Dimensionality Reduction in spatio-temporal MaxEnt models and analysis of Retinal Ganglion Cell Spiking Activity in experiments
2016
Retinal spike response to stimuli is constrained, on one hand by short range correlations (receptive field overlap) and on the other hand by lateral connectivity (cells connectivity). This last effect is difficult to handle from
statistics because it requires to consider spatio-temporal correlations with a time delay long enough to take into account the time of propagation along synapses. Although MaxEnt model are useful to fit optimal model
(maximizing entropy) under the constraints of reproducing observed correlations, they do address spatio-temporal correlations in their classical form (Ising or higher order interactions but without time delay). Binning in
such models somewhat integrates propagation effects, but in an implicit form, and increasing binning severely bias data [1]. To resolve this issue we have considered spatio-temporal MaxEnt model formerly developed e.g.
by Vasquez et al. [2]. The price to pay, however is a huge set of parameters that must be fitted to experimental data to explain the observed spiking patterns statistics. There is no a priori knowledge of which parameters are
relevant and which ones are contributing to overfitting. We propose here a method of dimension reduction, i.e. a projection on a relevant subset of parameters, relying on the so-called Susceptibility matrix closely related to
the Fisher information. In contrast to standard methods in information geometry though, this matrix handle space and time correlations.

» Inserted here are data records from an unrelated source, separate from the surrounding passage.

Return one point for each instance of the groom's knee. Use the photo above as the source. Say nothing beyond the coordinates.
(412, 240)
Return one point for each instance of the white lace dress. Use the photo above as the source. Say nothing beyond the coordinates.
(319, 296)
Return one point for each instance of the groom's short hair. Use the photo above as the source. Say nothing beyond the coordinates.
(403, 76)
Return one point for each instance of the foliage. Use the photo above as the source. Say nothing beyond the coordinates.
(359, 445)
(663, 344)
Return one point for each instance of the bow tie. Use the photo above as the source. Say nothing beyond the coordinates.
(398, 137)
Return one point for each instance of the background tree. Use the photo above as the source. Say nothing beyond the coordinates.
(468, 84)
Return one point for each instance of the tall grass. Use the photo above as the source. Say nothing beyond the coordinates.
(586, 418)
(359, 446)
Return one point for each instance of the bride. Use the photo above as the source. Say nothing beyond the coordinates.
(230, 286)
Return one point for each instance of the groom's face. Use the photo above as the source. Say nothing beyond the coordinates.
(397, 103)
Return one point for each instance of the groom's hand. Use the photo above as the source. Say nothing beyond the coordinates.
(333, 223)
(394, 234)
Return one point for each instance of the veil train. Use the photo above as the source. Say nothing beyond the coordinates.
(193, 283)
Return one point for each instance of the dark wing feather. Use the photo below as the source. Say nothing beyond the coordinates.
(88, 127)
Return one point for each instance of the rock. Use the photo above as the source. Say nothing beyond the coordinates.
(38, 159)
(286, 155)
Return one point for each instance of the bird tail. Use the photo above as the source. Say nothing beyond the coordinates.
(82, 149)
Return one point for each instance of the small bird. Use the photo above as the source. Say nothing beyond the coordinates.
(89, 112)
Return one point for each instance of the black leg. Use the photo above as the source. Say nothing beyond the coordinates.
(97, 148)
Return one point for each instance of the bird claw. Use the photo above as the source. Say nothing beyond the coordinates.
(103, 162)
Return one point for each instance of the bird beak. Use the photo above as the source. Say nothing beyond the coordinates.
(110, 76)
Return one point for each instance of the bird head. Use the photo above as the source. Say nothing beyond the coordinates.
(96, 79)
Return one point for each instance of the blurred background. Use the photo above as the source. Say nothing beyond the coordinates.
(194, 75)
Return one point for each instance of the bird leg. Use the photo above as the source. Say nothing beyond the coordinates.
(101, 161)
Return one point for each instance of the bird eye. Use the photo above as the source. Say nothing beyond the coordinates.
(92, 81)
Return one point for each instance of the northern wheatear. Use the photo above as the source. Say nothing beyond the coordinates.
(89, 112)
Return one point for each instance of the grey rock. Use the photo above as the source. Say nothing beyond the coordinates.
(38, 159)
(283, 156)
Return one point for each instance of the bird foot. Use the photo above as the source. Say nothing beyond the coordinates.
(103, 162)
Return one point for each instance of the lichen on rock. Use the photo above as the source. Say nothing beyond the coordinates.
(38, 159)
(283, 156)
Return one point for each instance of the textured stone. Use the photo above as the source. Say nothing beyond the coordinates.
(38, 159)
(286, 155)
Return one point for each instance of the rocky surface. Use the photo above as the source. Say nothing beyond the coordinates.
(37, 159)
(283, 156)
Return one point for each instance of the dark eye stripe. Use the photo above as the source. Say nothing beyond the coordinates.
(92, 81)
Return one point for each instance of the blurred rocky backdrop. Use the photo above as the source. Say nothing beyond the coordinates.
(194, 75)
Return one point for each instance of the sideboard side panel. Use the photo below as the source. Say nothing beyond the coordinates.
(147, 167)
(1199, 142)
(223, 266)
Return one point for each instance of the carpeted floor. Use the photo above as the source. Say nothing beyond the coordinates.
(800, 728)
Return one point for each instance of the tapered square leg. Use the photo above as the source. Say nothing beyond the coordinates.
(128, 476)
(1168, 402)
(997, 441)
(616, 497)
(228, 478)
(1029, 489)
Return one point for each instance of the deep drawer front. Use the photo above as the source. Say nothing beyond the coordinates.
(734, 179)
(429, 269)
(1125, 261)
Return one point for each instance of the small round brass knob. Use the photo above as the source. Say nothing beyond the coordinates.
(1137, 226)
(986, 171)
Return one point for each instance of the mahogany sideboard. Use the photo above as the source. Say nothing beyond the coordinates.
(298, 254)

We have applied this method for retina data obtained in a diurnal rodent (Octodon degus, having 30% of cones photoreceptors) and a 252-MEA system. Three types of stimuli were used: spatio-temporal uniform light, white
noise and a natural movie. We show the role played by time-delayed pairwise interactions in the neural response to stimuli both for close and distant cells. Our conclusion is that, to explain the population spiking statistics
we need both short-distance interactions as well as long-distance interactions, meaning that the relevant functional correlations are mediated not only by common input (i.e. receptive field overlap, electrical coupling;
spillover) but also by long range connections.